I've got an odd one and I'm hoping some of the SQL gurus can help me.
Windows Server 2008 R2
Microsoft Failover Clustering
Microsoft SQL 2008 R2
FAS 3160 w/ 7.3.6 (igroup ALUA enabled, MS DSM)
32- 600GB SAS disks in 2x 16 disk rg's: 79% utilized/provisioned.
2x Cisco DS-X9148 4GB/s FC blades
HP BL460c G7 w/ FC expansion card and two passthrough switches.
DBA contacted me concerned because she's seeing disk latency >10s (not ms, sec!) in perfmon for the last 3m. I was a little surprised as dfm sends me an e-mail any time there's >50ms of latency for 60s. I started digging into it and found a momentary spike up to 100ms when the performance problems started. Then things settled down: ~15ms. For the next hour perfmon was consistently showing latency >10s but OnTap was showing 15ms or lower (average of 9ms.) This is a huge disconnect.

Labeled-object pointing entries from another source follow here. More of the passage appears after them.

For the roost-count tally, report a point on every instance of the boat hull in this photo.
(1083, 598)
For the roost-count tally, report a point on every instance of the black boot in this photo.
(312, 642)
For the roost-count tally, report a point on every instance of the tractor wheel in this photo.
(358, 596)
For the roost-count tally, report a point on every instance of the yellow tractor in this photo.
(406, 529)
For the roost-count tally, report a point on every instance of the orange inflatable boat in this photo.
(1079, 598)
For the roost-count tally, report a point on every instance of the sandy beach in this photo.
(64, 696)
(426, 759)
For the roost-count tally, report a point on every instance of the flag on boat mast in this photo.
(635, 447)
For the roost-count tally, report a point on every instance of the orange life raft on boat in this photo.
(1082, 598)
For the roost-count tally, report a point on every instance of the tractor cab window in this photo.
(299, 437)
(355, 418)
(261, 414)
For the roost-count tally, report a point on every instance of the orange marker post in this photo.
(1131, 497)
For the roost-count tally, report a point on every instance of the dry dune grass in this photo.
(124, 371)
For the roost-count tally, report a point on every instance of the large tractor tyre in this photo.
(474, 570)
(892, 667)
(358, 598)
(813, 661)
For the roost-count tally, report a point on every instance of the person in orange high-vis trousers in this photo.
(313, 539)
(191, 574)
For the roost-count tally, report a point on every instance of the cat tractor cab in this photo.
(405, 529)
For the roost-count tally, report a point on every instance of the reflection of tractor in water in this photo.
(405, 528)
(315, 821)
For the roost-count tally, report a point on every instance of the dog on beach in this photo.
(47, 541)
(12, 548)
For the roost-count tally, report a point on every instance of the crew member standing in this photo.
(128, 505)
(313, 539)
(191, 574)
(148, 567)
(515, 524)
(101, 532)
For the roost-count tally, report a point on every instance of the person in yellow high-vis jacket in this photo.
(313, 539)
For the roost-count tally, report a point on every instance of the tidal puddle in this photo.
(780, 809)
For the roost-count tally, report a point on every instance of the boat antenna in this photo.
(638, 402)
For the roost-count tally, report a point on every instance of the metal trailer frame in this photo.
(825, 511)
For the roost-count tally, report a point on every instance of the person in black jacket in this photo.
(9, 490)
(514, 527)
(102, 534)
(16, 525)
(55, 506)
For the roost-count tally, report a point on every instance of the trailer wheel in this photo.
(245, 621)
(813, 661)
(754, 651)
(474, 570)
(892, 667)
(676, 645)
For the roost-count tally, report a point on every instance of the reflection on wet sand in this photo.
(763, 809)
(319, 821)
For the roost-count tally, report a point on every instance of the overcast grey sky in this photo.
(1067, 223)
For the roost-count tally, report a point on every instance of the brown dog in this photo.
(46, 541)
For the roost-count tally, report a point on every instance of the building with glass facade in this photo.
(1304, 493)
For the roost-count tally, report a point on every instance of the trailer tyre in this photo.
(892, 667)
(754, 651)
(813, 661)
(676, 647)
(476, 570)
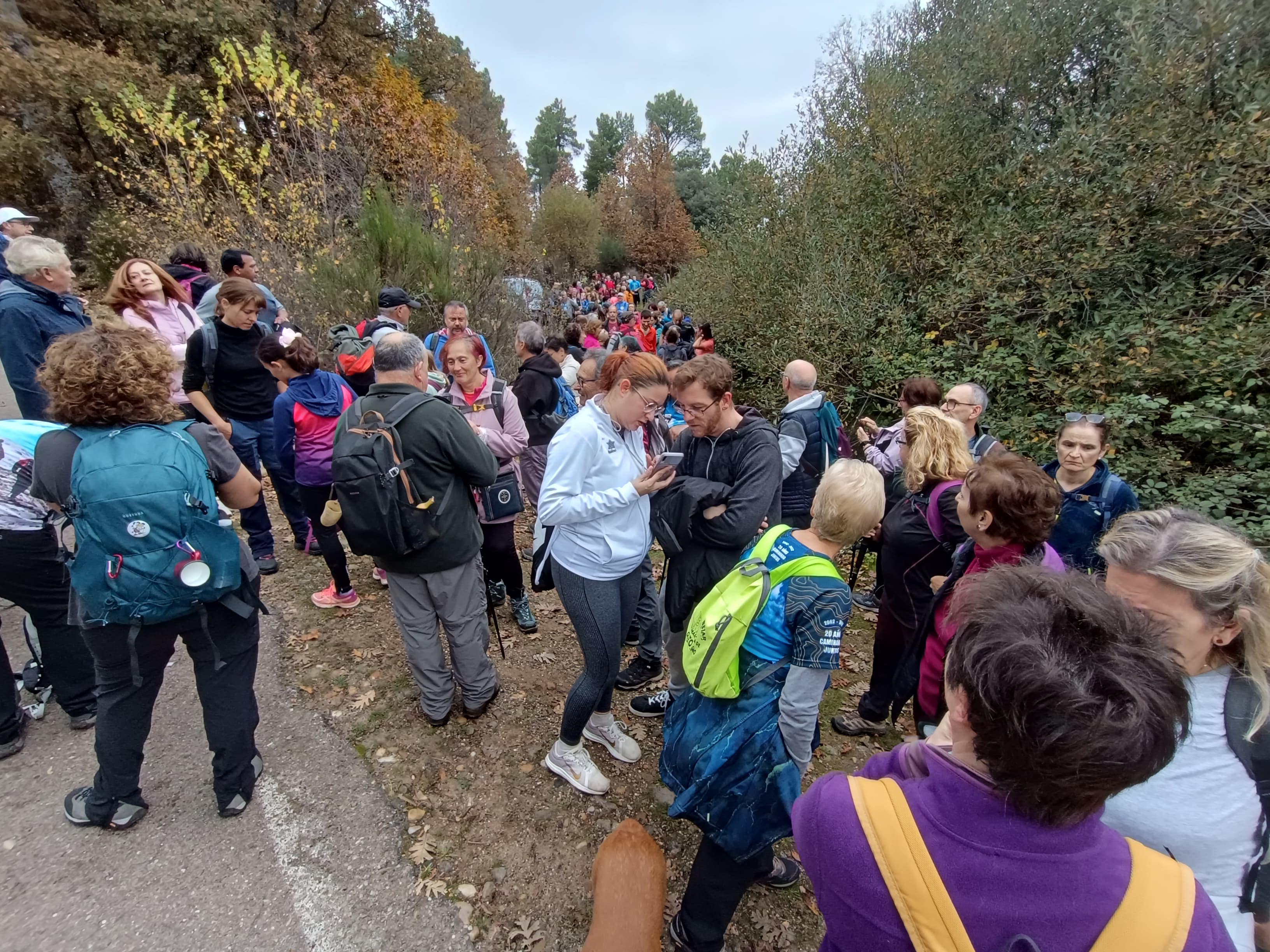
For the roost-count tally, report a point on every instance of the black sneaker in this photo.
(785, 874)
(75, 809)
(651, 705)
(639, 673)
(239, 804)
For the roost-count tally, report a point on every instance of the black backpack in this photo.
(1241, 702)
(381, 514)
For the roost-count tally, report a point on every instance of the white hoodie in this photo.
(602, 523)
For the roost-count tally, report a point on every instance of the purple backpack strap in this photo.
(934, 518)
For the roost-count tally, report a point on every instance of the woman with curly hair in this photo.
(112, 379)
(148, 298)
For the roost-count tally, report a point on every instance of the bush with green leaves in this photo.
(1066, 202)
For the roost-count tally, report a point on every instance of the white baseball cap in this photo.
(11, 214)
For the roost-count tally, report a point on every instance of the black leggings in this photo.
(498, 554)
(601, 614)
(314, 500)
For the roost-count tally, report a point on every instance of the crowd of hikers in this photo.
(1088, 682)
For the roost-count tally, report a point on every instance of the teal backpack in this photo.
(145, 517)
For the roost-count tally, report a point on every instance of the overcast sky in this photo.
(744, 63)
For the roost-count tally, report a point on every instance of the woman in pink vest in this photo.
(148, 298)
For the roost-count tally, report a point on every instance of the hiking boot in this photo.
(856, 726)
(577, 768)
(525, 620)
(331, 598)
(239, 804)
(865, 601)
(651, 705)
(482, 709)
(75, 809)
(82, 723)
(785, 874)
(615, 739)
(639, 673)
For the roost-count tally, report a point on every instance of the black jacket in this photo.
(538, 395)
(447, 461)
(749, 461)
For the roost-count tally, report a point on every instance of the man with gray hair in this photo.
(538, 394)
(967, 403)
(804, 457)
(36, 309)
(444, 581)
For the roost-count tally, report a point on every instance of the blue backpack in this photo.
(144, 511)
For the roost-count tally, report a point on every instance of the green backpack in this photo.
(712, 645)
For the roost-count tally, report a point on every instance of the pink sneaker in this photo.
(328, 598)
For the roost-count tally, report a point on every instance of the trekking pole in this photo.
(493, 624)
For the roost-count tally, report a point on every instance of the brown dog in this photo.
(629, 881)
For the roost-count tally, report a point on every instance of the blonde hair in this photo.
(849, 502)
(1225, 574)
(938, 448)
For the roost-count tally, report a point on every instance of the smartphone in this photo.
(667, 461)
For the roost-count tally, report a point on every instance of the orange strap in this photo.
(1155, 914)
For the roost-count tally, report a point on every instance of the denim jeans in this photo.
(253, 442)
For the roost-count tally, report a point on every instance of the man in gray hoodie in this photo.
(727, 445)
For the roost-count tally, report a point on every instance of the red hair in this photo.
(473, 342)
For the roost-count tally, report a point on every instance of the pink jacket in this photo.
(507, 439)
(173, 323)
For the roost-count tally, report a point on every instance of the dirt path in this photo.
(487, 824)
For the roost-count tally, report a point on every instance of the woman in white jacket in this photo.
(595, 493)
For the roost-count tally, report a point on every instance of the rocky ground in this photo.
(483, 822)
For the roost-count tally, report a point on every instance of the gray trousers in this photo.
(649, 616)
(456, 597)
(534, 464)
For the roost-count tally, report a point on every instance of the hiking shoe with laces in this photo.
(577, 768)
(75, 809)
(525, 620)
(651, 705)
(331, 598)
(615, 739)
(82, 723)
(639, 673)
(239, 804)
(785, 874)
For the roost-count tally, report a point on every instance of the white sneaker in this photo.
(615, 739)
(577, 768)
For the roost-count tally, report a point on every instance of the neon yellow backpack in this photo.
(712, 645)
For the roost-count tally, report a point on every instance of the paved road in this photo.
(314, 864)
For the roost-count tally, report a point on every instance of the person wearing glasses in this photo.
(595, 494)
(967, 403)
(738, 451)
(1093, 495)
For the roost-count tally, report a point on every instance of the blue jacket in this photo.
(31, 319)
(304, 426)
(1081, 520)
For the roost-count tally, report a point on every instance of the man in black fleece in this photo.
(537, 391)
(444, 581)
(727, 445)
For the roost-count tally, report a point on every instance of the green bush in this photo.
(1067, 202)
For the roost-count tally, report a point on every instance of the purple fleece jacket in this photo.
(1006, 875)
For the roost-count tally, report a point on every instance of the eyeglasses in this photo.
(698, 410)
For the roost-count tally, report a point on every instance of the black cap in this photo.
(395, 298)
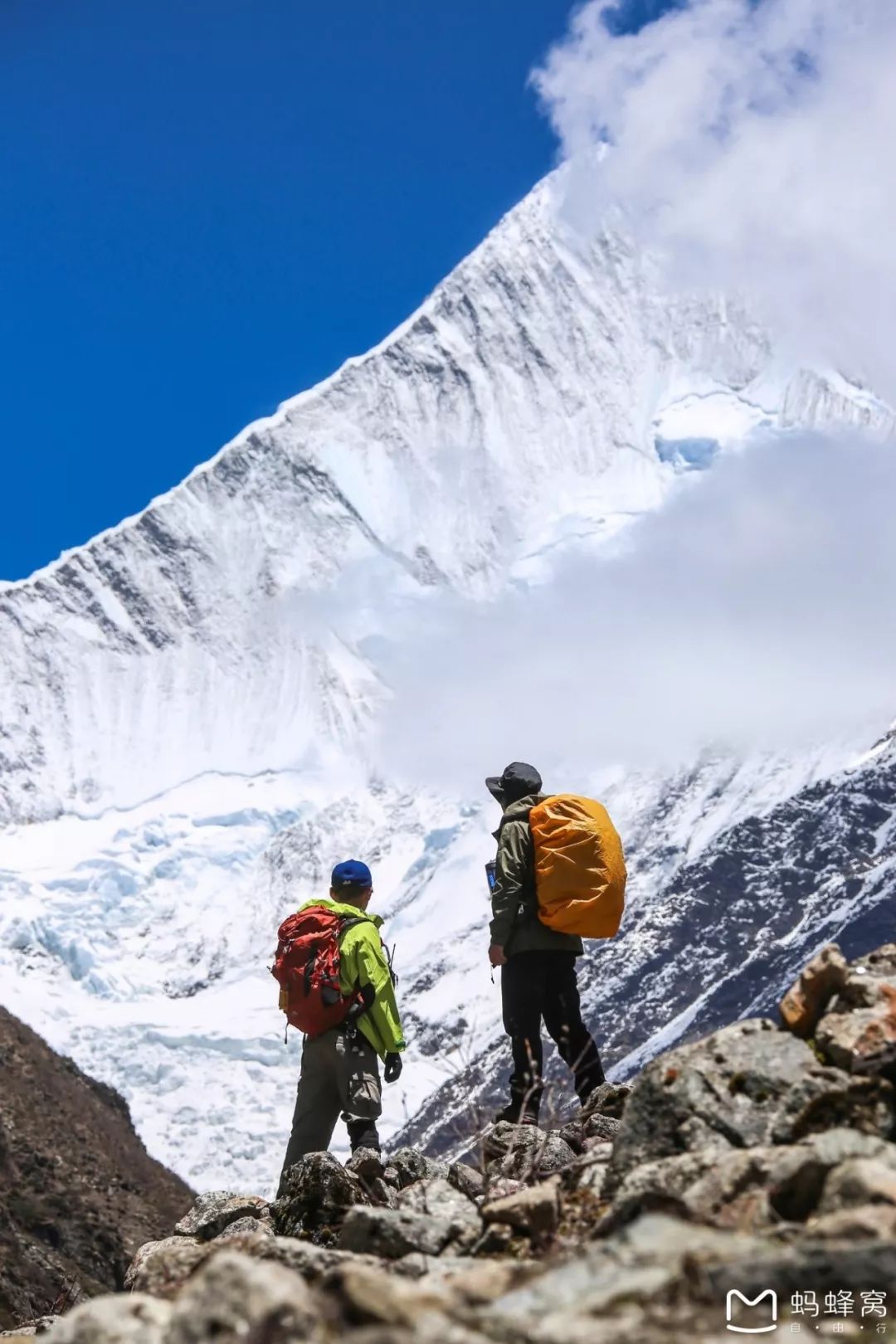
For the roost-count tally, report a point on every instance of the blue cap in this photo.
(351, 874)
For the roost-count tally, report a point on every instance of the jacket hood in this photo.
(343, 908)
(520, 810)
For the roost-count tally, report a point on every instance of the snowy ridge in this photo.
(184, 702)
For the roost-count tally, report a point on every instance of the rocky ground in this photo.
(78, 1191)
(759, 1160)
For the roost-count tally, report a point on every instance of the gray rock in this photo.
(860, 1181)
(806, 1266)
(601, 1127)
(805, 1001)
(246, 1227)
(743, 1086)
(607, 1099)
(867, 1222)
(533, 1210)
(644, 1262)
(410, 1164)
(308, 1259)
(212, 1213)
(392, 1233)
(469, 1181)
(119, 1319)
(523, 1152)
(160, 1268)
(438, 1198)
(317, 1194)
(234, 1298)
(574, 1135)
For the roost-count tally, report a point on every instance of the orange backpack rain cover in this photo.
(579, 866)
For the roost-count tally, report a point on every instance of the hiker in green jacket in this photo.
(538, 964)
(340, 1068)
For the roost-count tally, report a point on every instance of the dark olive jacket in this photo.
(514, 908)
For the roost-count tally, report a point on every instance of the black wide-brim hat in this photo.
(516, 782)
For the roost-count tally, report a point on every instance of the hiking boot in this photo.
(363, 1133)
(518, 1114)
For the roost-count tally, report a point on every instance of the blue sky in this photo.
(208, 206)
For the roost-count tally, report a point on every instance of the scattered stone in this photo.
(409, 1166)
(212, 1213)
(572, 1135)
(468, 1181)
(438, 1198)
(601, 1129)
(743, 1086)
(234, 1298)
(246, 1227)
(867, 1222)
(305, 1259)
(861, 1181)
(319, 1191)
(607, 1099)
(392, 1233)
(806, 1001)
(367, 1163)
(117, 1319)
(533, 1210)
(160, 1268)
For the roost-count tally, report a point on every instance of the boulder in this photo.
(523, 1152)
(317, 1194)
(367, 1163)
(392, 1233)
(572, 1133)
(305, 1259)
(863, 1040)
(409, 1164)
(533, 1210)
(607, 1099)
(160, 1268)
(234, 1298)
(212, 1213)
(438, 1198)
(860, 1181)
(469, 1181)
(601, 1129)
(743, 1086)
(644, 1262)
(119, 1319)
(370, 1298)
(806, 1001)
(246, 1227)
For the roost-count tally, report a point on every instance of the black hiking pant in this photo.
(543, 986)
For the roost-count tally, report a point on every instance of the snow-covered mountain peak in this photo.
(183, 699)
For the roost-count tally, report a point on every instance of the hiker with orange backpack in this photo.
(338, 990)
(559, 874)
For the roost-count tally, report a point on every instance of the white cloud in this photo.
(752, 611)
(752, 149)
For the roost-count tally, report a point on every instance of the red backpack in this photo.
(306, 968)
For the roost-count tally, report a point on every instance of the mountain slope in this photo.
(186, 702)
(723, 934)
(78, 1192)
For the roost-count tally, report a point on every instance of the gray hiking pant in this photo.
(340, 1073)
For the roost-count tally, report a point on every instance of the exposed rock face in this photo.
(743, 1161)
(78, 1191)
(802, 1006)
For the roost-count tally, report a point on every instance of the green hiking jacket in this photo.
(514, 906)
(363, 962)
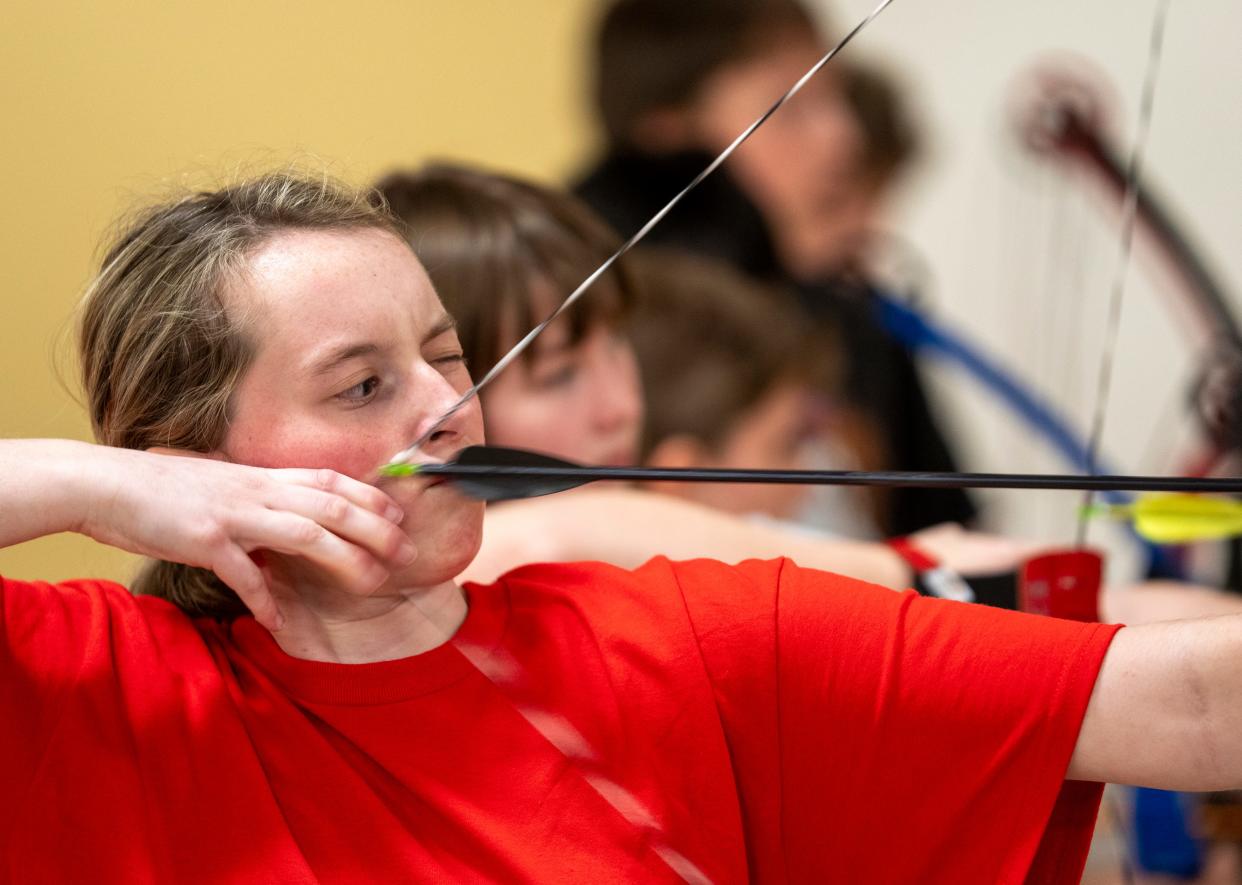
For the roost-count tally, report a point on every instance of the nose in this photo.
(431, 397)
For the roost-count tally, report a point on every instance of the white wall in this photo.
(1021, 258)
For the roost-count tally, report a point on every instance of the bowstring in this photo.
(552, 725)
(409, 453)
(1113, 325)
(1120, 273)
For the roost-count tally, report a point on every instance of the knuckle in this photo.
(334, 509)
(307, 533)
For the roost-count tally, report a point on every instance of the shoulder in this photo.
(62, 621)
(699, 597)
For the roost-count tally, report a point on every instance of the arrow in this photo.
(493, 473)
(1176, 519)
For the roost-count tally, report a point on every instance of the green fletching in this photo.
(399, 469)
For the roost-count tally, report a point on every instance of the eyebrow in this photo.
(344, 354)
(445, 324)
(349, 351)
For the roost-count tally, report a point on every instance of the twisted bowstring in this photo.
(1112, 332)
(407, 454)
(1129, 221)
(503, 670)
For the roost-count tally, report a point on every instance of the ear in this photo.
(679, 449)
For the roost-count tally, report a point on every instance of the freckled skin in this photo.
(581, 402)
(309, 293)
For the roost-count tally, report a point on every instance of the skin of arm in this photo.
(44, 488)
(203, 512)
(1166, 710)
(627, 526)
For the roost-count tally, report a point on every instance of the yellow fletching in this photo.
(1181, 519)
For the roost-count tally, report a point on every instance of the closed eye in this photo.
(362, 392)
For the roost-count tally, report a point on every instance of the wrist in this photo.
(929, 576)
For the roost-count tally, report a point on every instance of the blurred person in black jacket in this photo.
(675, 83)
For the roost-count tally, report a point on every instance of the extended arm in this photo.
(1166, 709)
(627, 526)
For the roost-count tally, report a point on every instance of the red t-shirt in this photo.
(588, 724)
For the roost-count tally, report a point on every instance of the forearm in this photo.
(41, 488)
(1166, 709)
(627, 526)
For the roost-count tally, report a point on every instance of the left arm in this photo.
(1166, 709)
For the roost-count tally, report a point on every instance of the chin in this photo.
(445, 548)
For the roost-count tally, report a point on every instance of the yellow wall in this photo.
(103, 103)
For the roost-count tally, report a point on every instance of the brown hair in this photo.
(503, 252)
(891, 137)
(162, 355)
(657, 53)
(713, 343)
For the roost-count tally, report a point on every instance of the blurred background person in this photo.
(673, 86)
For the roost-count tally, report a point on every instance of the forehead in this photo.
(302, 287)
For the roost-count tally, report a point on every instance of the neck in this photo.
(328, 624)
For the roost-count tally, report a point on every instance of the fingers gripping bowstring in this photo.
(409, 453)
(1129, 219)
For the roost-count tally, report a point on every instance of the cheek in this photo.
(352, 454)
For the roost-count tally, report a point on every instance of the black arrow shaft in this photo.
(887, 478)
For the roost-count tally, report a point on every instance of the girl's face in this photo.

My first thought was he had an SFP flaking out but there's no sign of that in the HP, Cisco, or NetApp error logs.
I did have a number of "B" (back to back) CP's at the time but no "b" (deferred). NetApp CPU was around 60% utilized (that's average across the four cores, not the level of the highest core that for some reason sysstat still shows by default.)
So, if anyone has any ideas on why MS perfmon shows >10s latency but OnTap is recording <15ms I'd appreciate it.
What Ontap counters are you using to monitor latency, and is it read or write latency that spiked? I am guessing it was write latency?
I dont like seeing either CP types of B or b in sysstat. Out of interest are there other aggregates on this filer or only the 32- 600GB SAS disks? Do you monitor latency from a host perspective on other hosts that are using this filer? Maybe check it out in the ESXi (if you using it) historic performance stats for the time this occurred.
I do have a ticket open with NetApp support, they're digging through some perfstats I ran. I thought I'd ping the community to see if anyone has seen this before.
Some more information, SQL is reporting "SQL Server has encountered X occurrence(s) of I/O requests taking longer than 15 seconds to complete on file [%path%] in database [%name%]. The OS file handle is %hex%. The offset of the latest long I/O is %hex%.
I'm still really weirded out on why perfmon would show >10s of latency while ontap is showing <15ms of latency.